Bridge: In the wake of the recent monsoon disaster, the Ministry of Works and Human Settlement (MOWHS) is building a team of 18 engineers who will be trained to build a bridge between 24 and 48 hours in times of emergency.

The government has approved Nu 100 million, from which components of  bridges measuring 140 ft and 100 ft each would be procured for all the nine regional offices of the Department of Roads. This means that each regional office will have components of a two sets of bridges reserved for the emergency.

The secretary of the ministry, Phuntsho Wangdi, said six manufacturers in India have been consulted. He said a manual prescribing technical details will be drafted and that by December the team will have conducted two practical sessions in Jomotshangkha and Serthi spanning 80ft and 140 ft respectively.

Phuntsho Wangdi said that the cost of construction of these bridges will not go beyond Nu 500,000; it would not cost less than Nu 2 million if contracted out.

Another team comprising of about 15 army personnel will also be trained for the same task.

“It took two day for us to transport the bridge component to Kamji during the recent disaster,” Phuntsho Wangdi said.

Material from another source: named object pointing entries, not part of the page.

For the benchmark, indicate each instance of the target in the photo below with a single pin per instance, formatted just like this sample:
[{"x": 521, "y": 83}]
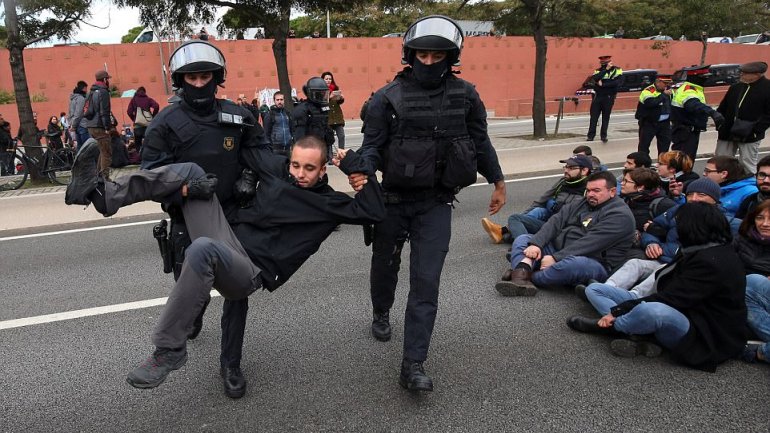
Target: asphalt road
[{"x": 499, "y": 364}]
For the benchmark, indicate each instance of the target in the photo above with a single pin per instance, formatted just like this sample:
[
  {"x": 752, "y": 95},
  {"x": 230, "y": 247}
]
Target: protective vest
[
  {"x": 431, "y": 147},
  {"x": 213, "y": 145}
]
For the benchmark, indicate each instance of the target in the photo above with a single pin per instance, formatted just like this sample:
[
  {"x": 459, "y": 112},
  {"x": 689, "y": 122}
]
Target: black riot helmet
[
  {"x": 196, "y": 56},
  {"x": 316, "y": 91},
  {"x": 434, "y": 33}
]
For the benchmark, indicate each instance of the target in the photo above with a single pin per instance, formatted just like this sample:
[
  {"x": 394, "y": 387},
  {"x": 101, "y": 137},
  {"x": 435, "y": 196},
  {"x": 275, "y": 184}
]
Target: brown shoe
[
  {"x": 520, "y": 284},
  {"x": 495, "y": 231}
]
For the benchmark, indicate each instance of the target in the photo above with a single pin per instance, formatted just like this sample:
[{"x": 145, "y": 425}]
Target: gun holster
[{"x": 160, "y": 232}]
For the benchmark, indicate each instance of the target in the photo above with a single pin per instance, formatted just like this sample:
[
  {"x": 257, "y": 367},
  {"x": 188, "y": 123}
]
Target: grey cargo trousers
[{"x": 215, "y": 259}]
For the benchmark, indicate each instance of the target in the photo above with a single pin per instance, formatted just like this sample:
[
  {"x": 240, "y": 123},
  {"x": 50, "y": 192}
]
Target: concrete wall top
[{"x": 501, "y": 68}]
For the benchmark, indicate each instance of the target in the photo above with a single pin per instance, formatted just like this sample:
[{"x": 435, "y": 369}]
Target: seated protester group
[
  {"x": 585, "y": 240},
  {"x": 660, "y": 243},
  {"x": 763, "y": 189},
  {"x": 568, "y": 189},
  {"x": 735, "y": 182},
  {"x": 293, "y": 211},
  {"x": 675, "y": 170},
  {"x": 697, "y": 310},
  {"x": 753, "y": 247}
]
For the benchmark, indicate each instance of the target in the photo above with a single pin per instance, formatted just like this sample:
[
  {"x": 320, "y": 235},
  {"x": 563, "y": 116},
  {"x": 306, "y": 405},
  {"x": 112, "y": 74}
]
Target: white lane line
[
  {"x": 87, "y": 229},
  {"x": 77, "y": 314}
]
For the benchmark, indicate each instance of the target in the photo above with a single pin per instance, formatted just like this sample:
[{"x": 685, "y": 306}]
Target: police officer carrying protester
[
  {"x": 654, "y": 114},
  {"x": 210, "y": 132},
  {"x": 427, "y": 132},
  {"x": 606, "y": 81},
  {"x": 689, "y": 115},
  {"x": 311, "y": 116}
]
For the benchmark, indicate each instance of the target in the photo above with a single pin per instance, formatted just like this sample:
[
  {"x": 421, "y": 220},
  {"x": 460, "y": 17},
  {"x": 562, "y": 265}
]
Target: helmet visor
[
  {"x": 196, "y": 57},
  {"x": 417, "y": 36}
]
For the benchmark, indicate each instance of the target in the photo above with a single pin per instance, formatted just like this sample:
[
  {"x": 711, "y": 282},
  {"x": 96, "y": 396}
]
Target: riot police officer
[
  {"x": 208, "y": 131},
  {"x": 311, "y": 116},
  {"x": 427, "y": 132}
]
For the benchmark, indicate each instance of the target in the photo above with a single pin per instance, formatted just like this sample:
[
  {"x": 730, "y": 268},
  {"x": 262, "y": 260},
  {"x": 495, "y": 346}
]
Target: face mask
[
  {"x": 430, "y": 76},
  {"x": 200, "y": 98}
]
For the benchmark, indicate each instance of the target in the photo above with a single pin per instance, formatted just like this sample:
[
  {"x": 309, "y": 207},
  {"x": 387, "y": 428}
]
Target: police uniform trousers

He added that there were two bridge components available with the department of roads meant for another project. Fortunately one met the requirement at Kamji.

For the sunken road pavements, the ministry has plans to supply materials for five artificial walls, each measuring 10 metres long in all the regional offices. Artificial walls are constructed using gabion mesh and are usually called gabion wall.

“These materials could also be used for regular maintenance. But whenever it is used, replacement stocks will be piled for emergency situation,” Phuntsho Wangdi said.

Around Nu 5 million would be spent in purchasing two sets of launching tools and training the task force.

The separation of Construction Development Corporation Limited (CDCL) from the mechanical division of roads department has also presented some challenges. Officials from the ministry said the ministry earlier could easily identify where the machines are deployed, making it easier to divert it on the affected sites.

Officials said that now it takes at least two days to find required machinery. A bigger problem still is finding a trailer to transport those machines to the disaster sites.